Rebellions rarely succeed without foreign support. The North and South both sought British and French support. Jefferson Davis was determined to secure such an alliance with Britain or France for the Confederacy. Abraham Lincoln knew this could not be permitted. A great chess match was about to begin.
Cotton was a formidable weapon in Southern diplomacy. Europe was reliant on cotton grown in the South for their textile industry. Over 75% of the cotton used by British came from states within the Confederacy.
By 1863, the Union blockade reduced British cotton imports to 3% of their pre-war levels. Throughout Europe there was a "cotton famine." There was also a great deal of money being made by British shipbuilders. The South needed fast ships to run the blockade, which British shipbuilders were more than happy to furnish.
France had reasons to support the South. Napoleon III saw an opportunity to get cotton and to restore a French presence in America, especially in Mexico, by forging an alliance.
But the North also had cards to play. Crop failures in Europe in the early years of the war increased British dependency on Union wheat. In 1862, over one-half of British grain imports came from the Union. The growth of other British industries such as the iron and shipbuilding offset the decline in the textile industry.

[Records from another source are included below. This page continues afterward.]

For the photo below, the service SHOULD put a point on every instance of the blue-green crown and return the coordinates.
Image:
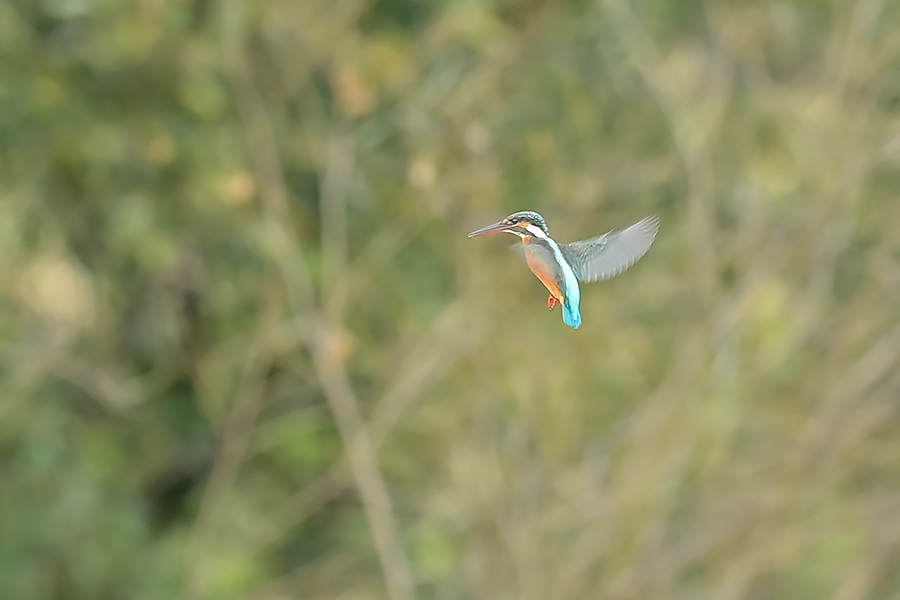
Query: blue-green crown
(531, 217)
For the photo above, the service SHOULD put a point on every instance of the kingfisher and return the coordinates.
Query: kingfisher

British merchant vessels were also carrying much of the trade between the Union and Great Britain, providing another source of income.
The greatest problem for the South lay in its embrace of slavery, as the British took pride in their leadership of ending the trans-Atlantic slave trade. To support a nation that had openly embraced slavery now seemed unthinkable. After the Emancipation Proclamation, Britain was much less prepared to intervene on behalf of the South.
The key for each side was to convince Europe that victory for its side was inevitable. Early Southern victories convinced Britain that the North couldn't triumph against a foe so large and so opposed to domination. This was a lesson reminiscent of the one learned by the British themselves in the Revolutionary War. Yet, despite all its victories, the South never struck a decisive blow to the North. The British felt they must know that the South's independence was certain before recognizing the Confederacy. The Southern loss at Antietam loomed large in the minds of European diplomats.Yet efforts did not stop. Lincoln, his Secretary of State William Seward, and Ambassador Charles Francis Adams labored tirelessly to maintain British neutrality. As late as 1864, Jefferson Davis proposed to release slaves in the South if Britain would recognize the Confederacy.